I know people who ended up living in a certain areas and had to make it work due to jobs, kids, kids schools and career opportunities. If you have a baby or child its good to have friends and some support in the area. I have seen friends of mine doing turns with lifts for kids going to football ect and it made life easier on everyone.

Livinghappy · 13/10/2024 12:24

@Blankspace88

Please, please don't stay to placate your partner. He has an agenda and it's definitely not in your interests.

What decent man would make a new mum uproot her life and her child's so he can save 20 minute commute? He should be prioritising you.

"shouty" is a tactic to dominate and get his way. No good will come from this and if you give in, he will have learned that he can force you to comply. Next life decision will you ever be allowed to voice your thoughts?

When I read your first post I saw so many red flags - fairly quick moving relationship, given one child already - and then demands to comply once you had a tiny baby. I know because I had similar and did move. That's when it went further downhill as I was far from my support system.

His actions are utterly selfish.

Will you be able to get a mortgage now you are on ml? If not do NOT sell your home. Pull out, even if it's really awkward and you feel bad. You owe your children stability. Plus if you move you will be unlikely to be able to move back again as he will have PR (so he will have a veto on any move).

This man isn't your partner.

PaininthePreferbial · 13/10/2024 12:42

What everyone else has said. It's all about what he wants, nothing about what's good for you, the children, or the family.

As someone who was relocated away from everyone and everything I ever knew, please nip this in the bud now. It won't get any better if you carry on his way, just to see if it'll work out. The longer you put up with something the harder it is to not put up with it any longer.
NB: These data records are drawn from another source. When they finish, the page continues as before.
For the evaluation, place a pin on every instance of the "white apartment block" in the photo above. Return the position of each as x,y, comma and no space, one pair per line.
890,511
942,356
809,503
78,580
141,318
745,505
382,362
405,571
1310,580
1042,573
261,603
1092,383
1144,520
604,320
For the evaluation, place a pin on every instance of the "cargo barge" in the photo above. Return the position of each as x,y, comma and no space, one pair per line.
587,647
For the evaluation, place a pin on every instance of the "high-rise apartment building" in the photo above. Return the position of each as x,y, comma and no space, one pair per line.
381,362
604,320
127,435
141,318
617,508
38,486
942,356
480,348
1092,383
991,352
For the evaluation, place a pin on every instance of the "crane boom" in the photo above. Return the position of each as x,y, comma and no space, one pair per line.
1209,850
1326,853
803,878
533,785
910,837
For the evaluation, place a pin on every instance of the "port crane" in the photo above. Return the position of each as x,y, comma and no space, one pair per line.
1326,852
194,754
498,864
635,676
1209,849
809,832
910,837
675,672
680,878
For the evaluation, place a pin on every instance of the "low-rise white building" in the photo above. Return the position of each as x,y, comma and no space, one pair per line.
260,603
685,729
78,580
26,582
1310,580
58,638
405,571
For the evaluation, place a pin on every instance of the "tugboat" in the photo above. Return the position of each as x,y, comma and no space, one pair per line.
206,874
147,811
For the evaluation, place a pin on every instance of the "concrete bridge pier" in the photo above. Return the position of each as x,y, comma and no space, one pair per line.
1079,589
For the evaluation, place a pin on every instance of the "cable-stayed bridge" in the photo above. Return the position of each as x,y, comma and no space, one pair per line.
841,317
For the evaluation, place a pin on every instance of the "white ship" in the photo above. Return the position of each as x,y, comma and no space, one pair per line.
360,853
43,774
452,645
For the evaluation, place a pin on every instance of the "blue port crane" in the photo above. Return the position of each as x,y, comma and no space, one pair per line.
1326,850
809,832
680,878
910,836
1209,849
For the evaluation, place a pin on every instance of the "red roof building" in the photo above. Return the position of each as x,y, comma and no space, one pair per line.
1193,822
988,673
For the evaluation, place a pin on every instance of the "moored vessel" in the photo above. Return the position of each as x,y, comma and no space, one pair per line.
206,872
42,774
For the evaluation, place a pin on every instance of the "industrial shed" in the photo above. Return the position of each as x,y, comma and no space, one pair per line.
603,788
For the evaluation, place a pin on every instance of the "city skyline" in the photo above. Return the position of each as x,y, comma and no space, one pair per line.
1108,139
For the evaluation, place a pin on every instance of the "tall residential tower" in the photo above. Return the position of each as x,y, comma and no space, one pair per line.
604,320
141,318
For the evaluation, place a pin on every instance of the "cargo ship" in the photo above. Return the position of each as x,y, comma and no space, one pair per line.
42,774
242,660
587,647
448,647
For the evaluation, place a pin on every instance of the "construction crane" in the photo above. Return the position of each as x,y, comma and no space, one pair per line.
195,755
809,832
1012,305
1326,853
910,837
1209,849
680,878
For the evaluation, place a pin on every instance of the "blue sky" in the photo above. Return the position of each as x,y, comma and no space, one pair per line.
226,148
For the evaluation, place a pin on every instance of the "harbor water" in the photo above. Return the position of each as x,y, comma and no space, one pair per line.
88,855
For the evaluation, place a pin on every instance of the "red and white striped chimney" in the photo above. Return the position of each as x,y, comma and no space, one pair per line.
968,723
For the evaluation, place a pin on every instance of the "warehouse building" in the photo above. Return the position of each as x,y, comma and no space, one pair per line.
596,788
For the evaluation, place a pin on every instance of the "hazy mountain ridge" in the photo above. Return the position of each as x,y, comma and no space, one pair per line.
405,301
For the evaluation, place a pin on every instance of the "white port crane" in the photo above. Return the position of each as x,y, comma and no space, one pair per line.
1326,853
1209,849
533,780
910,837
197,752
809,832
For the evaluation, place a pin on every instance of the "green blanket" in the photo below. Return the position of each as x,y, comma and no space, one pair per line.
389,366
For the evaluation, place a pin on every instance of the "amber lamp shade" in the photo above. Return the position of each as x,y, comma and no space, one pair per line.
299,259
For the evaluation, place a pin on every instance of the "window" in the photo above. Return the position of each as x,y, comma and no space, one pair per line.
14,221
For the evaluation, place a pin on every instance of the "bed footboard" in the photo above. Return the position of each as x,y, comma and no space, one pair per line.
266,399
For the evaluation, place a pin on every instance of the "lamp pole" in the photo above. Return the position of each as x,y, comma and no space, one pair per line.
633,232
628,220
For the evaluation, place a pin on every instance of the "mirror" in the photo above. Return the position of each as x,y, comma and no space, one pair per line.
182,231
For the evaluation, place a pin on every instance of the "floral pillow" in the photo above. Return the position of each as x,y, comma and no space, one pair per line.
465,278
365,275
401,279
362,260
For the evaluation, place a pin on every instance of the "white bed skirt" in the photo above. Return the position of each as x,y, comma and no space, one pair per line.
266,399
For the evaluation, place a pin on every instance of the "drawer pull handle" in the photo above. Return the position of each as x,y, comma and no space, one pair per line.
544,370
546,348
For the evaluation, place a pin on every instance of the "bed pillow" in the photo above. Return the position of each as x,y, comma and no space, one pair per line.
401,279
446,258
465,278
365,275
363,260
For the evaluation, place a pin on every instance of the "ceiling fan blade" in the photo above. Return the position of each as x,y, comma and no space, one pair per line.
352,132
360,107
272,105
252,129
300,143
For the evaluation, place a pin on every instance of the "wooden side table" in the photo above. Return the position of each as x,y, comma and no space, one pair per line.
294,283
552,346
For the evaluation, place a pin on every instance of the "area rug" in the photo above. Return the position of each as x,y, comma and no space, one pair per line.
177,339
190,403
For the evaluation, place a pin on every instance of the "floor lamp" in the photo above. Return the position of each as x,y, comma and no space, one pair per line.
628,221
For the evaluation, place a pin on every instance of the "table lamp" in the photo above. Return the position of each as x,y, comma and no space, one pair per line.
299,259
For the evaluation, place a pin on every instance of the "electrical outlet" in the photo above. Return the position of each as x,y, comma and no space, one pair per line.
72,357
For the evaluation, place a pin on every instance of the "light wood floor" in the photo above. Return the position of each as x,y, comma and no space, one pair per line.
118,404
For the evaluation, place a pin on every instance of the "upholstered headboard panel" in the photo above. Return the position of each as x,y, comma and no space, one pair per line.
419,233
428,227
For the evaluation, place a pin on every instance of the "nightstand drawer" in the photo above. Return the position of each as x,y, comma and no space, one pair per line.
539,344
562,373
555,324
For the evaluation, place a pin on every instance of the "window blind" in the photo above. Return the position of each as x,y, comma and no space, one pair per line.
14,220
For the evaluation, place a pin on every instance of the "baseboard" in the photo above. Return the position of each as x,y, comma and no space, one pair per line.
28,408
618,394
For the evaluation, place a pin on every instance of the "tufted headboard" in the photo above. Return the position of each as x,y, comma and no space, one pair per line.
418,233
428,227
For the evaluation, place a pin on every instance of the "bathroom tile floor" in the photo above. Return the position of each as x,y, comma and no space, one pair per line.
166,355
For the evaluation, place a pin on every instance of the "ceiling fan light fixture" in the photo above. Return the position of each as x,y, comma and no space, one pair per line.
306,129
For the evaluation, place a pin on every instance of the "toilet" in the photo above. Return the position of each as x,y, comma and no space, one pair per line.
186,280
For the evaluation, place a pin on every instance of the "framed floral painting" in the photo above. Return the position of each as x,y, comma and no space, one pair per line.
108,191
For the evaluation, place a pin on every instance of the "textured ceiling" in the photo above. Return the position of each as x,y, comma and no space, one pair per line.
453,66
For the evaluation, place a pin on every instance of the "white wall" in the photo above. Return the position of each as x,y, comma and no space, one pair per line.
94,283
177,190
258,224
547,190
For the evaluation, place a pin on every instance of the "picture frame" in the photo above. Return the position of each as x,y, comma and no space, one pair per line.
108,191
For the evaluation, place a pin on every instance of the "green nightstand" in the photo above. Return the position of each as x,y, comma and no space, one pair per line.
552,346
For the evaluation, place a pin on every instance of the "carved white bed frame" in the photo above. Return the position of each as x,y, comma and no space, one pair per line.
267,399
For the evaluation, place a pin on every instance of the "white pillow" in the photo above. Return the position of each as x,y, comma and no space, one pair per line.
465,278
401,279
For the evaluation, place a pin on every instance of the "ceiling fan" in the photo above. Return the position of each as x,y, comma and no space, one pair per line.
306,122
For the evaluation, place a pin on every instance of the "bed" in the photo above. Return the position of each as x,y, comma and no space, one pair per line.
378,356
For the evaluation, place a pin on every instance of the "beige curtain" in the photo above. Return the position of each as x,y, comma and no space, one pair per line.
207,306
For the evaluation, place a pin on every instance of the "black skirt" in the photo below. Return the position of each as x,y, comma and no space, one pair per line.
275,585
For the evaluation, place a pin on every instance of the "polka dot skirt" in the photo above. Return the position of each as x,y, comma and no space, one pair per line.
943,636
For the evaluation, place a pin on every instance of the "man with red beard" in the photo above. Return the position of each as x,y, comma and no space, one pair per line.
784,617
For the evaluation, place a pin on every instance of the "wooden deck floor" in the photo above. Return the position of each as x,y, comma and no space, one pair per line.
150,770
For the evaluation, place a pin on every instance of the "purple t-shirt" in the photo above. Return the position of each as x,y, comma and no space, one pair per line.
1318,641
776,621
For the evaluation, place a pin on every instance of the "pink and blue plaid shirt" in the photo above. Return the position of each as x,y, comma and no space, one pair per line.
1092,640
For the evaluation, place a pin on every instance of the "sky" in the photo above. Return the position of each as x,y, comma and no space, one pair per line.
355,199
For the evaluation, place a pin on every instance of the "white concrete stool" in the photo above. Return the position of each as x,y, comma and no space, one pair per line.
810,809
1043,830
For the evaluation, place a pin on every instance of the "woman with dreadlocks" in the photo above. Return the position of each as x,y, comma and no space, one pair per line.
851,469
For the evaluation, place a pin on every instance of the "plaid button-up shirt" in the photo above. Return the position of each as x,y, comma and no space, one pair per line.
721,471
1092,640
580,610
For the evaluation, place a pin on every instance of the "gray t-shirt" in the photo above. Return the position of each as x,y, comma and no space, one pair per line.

You and your children are the important ones, don't let this bullying man dictate any more of your life. You need to make your own decisions that are right for you and your children. We're here if you need us 💐

Theunamedcat · 13/10/2024 12:47

Pull out honestly take it from someone with experience it's not worth the upheaval rather a small flat now and peace than a house with fear and sadness

You can buy your own three bed house later and it will mean more because it's yours no-one can throw you out

Gardendiary · 13/10/2024 12:48

Move back, this man is giving you ultimatums and doesn’t sound nice. There will be another ultimatum down the road if you bow to this one and you will be in a far more vulnerable position. Please pay attention to the writing on the wall.

kiwiane · 13/10/2024 13:32

Please stay put and let this shouty ‘partner’ go.

Caramellie3 · 13/10/2024 13:41

I don’t think moving into his house is the answer. Security wise I think you are probably best to buy somewhere in the middle that you both own. If your relationship breaks down you know you will have to sell etc. Rather than be without a home. I understand his point in the commute and where you live you will meet new people through your baby.

ATastingMenuButItsAllCrisps · 13/10/2024 13:47

Get your property back off the market. The relationship is clearly over, it won't be pleasant co-parenting with an angry, aggressive, entitled man. Protect your financial security and peace.
Disregard anything the angry man says, just deal with him via a parenting app.

Livinghappy · 13/10/2024 13:58

@Blankspace88

You will of course be fearful that you are ending the relationship, by not moving, and becoming a single parent. I get this, especially if you have already been a single parent before. However this isn't your fault - he is being unreasonable, uncompromising and selfish. He doesn't seem capable of empathy.

It's really common for these types of domineering men to switch once you are commited, such as marriage or a baby.

It's really not a big deal for him to commute. If he wanted you to be happy he would do it.